Lester Lave's Legacy To Live On Through Professorship and Fellowship

Lester LaveThe legacy of visionary researcher Lester B. Lave will be honored by the establishment of a professorship in economics, engineering and public policy, and a fellowship for doctorial studies on innovative areas in economics, public policy and engineering at Carnegie Mellon. The professorship, which will have a joint appointment between the Tepper School of Business and the Department of Engineering and Public Policy, and the fellowship were announced during a memorial service this past Saturday, Oct. 1.

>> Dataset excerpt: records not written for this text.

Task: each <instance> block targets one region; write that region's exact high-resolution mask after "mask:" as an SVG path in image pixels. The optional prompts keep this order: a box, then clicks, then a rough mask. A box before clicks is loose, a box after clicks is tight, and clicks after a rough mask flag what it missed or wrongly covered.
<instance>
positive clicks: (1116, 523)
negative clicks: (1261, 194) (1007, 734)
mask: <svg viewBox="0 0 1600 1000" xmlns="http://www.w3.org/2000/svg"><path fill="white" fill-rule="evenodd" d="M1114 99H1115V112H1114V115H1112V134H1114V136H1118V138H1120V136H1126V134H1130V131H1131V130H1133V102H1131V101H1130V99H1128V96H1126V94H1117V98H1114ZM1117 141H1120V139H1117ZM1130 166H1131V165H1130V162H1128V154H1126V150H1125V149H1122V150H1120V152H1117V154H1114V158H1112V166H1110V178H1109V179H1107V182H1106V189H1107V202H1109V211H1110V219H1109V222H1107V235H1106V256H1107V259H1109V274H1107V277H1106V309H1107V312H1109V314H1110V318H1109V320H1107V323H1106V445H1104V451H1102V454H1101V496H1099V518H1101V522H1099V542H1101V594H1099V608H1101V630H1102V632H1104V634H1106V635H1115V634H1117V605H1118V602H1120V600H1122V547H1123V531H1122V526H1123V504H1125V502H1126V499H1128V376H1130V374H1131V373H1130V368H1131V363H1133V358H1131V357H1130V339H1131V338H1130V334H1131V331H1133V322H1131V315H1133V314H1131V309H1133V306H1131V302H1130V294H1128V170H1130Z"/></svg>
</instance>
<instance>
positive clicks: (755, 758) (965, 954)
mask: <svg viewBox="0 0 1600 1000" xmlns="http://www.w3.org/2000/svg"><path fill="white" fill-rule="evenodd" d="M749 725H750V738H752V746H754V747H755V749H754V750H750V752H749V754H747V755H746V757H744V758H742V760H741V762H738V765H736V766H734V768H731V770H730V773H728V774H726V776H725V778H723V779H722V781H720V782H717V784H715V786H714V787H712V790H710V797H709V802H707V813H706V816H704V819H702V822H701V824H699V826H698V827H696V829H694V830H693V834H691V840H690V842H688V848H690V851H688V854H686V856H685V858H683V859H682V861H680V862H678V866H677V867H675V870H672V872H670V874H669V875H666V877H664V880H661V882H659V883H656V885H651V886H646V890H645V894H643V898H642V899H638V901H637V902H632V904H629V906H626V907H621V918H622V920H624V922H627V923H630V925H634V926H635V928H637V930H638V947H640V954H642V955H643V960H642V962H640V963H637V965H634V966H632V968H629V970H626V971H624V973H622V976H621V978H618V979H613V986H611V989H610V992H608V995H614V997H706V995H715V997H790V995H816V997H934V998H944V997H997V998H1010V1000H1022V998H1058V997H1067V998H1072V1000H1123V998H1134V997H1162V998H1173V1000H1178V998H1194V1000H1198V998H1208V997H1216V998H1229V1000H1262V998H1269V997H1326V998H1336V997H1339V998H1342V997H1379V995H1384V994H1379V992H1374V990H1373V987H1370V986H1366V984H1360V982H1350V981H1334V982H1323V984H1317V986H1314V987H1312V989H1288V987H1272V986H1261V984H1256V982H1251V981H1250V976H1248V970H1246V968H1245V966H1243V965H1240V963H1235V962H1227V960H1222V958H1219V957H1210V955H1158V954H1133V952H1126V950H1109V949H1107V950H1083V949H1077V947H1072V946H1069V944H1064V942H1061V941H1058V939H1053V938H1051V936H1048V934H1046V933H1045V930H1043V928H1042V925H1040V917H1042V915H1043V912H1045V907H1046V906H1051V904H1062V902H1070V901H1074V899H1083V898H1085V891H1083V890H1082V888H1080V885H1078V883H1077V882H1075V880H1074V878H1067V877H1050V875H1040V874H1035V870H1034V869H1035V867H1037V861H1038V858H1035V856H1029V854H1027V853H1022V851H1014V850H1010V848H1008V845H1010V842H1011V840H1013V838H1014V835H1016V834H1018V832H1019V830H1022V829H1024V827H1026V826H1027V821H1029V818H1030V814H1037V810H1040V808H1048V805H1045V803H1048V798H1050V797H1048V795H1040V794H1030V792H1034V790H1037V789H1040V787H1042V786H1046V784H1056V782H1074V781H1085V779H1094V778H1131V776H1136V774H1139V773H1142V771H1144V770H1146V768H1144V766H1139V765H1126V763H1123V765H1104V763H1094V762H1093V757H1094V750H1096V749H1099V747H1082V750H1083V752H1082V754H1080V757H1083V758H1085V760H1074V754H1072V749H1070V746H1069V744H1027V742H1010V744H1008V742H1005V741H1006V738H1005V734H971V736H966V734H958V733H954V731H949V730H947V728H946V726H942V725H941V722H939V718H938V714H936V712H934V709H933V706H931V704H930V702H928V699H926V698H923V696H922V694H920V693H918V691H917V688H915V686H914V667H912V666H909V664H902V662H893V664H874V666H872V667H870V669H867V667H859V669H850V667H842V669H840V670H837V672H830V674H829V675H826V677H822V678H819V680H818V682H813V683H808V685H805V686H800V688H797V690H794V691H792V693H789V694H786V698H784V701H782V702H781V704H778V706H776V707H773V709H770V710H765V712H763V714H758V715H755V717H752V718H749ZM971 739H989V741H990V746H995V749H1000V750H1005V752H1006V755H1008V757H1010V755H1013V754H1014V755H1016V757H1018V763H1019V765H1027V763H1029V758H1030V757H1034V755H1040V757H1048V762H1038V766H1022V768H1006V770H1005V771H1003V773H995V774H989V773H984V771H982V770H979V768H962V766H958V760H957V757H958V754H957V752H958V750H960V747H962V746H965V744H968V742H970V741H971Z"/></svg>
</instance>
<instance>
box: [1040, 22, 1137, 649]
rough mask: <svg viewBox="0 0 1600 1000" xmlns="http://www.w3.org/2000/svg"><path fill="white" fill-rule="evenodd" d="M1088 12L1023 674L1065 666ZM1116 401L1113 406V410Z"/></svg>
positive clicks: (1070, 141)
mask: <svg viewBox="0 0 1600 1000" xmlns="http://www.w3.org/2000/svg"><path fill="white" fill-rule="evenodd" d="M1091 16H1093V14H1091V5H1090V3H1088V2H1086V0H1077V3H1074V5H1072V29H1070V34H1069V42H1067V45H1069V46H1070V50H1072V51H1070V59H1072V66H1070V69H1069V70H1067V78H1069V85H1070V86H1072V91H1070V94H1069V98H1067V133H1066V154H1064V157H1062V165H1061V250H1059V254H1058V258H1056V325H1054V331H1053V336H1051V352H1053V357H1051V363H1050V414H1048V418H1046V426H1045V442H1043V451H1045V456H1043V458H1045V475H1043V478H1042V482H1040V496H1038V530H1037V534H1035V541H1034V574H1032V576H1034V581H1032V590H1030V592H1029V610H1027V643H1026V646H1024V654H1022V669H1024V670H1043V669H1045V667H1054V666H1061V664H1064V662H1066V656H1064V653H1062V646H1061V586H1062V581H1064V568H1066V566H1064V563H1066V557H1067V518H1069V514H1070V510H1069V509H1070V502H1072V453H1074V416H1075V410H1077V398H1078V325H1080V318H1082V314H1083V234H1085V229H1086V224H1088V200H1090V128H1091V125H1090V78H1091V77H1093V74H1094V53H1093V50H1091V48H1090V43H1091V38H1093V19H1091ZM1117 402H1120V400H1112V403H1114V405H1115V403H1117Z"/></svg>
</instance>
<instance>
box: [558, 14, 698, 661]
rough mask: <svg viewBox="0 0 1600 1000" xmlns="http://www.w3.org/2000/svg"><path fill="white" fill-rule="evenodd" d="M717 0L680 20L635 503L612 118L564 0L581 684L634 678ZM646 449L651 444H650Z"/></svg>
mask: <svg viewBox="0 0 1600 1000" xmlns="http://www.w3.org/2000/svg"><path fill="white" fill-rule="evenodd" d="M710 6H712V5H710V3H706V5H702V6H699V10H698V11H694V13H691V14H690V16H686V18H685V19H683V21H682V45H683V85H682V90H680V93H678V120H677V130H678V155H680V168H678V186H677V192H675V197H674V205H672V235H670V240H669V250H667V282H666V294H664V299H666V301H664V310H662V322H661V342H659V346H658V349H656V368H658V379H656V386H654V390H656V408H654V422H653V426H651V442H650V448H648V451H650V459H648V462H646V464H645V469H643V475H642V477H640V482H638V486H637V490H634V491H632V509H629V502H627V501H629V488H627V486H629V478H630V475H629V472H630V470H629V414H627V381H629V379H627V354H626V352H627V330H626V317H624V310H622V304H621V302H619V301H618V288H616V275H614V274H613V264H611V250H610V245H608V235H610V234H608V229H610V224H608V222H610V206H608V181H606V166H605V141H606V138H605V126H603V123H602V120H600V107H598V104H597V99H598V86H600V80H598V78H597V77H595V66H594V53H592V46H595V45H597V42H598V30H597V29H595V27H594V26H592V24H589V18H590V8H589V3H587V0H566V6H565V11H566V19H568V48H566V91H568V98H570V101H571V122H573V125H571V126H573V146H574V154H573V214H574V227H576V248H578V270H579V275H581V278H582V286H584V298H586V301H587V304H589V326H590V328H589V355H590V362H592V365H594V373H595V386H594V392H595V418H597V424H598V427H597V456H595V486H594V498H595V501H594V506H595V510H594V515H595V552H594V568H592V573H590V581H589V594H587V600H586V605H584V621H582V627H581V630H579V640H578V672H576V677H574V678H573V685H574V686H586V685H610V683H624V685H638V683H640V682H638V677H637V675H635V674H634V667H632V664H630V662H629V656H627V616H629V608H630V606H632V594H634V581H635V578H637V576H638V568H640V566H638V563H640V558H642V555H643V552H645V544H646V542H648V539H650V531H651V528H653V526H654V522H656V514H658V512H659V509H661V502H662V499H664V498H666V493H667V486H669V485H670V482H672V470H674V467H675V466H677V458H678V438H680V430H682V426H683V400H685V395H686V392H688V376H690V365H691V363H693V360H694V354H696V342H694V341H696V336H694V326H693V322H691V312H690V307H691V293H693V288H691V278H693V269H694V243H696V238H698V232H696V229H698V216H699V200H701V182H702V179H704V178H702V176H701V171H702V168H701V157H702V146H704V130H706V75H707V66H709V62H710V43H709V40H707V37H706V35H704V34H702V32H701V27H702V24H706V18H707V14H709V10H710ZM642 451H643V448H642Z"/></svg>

"We acknowledge with deep gratitude the generous commitment from Lester and Judith Lave to establish separate endowed funds for the Lester and Judith Lave Professorship in Economics, Engineering and Public Policy, and the Lester and Judith Lave Fellowship in Economics, Engineering and Public Policy," said CMU Provost and Executive Vice President Mark S. Kamlet. "This is a wonderful way to pay tribute to a remarkable professor and university icon."

Lave, one of the nation's leading environmental economists, died May 9, 2011, at his home after a four-month struggle with cancer. He was 71. His widow, Judith, is a professor of health economics and former chair of the Department of Health Policy and Management at the University of Pittsburgh.

In recent years, Lave devoted much of his attention to two problems: green design and the improvement of electricity systems. With colleagues Chris Hendrickson, H. Scott Matthews and Mike Griffin, he helped to build an economy-wide approach to life cycle analysis. And with colleague M. Granger Morgan, he founded the university's Electricity Industry Center, and worked extensively on problems in that industry with Alex Farrell, Marija Ilic, Jay Apt and others.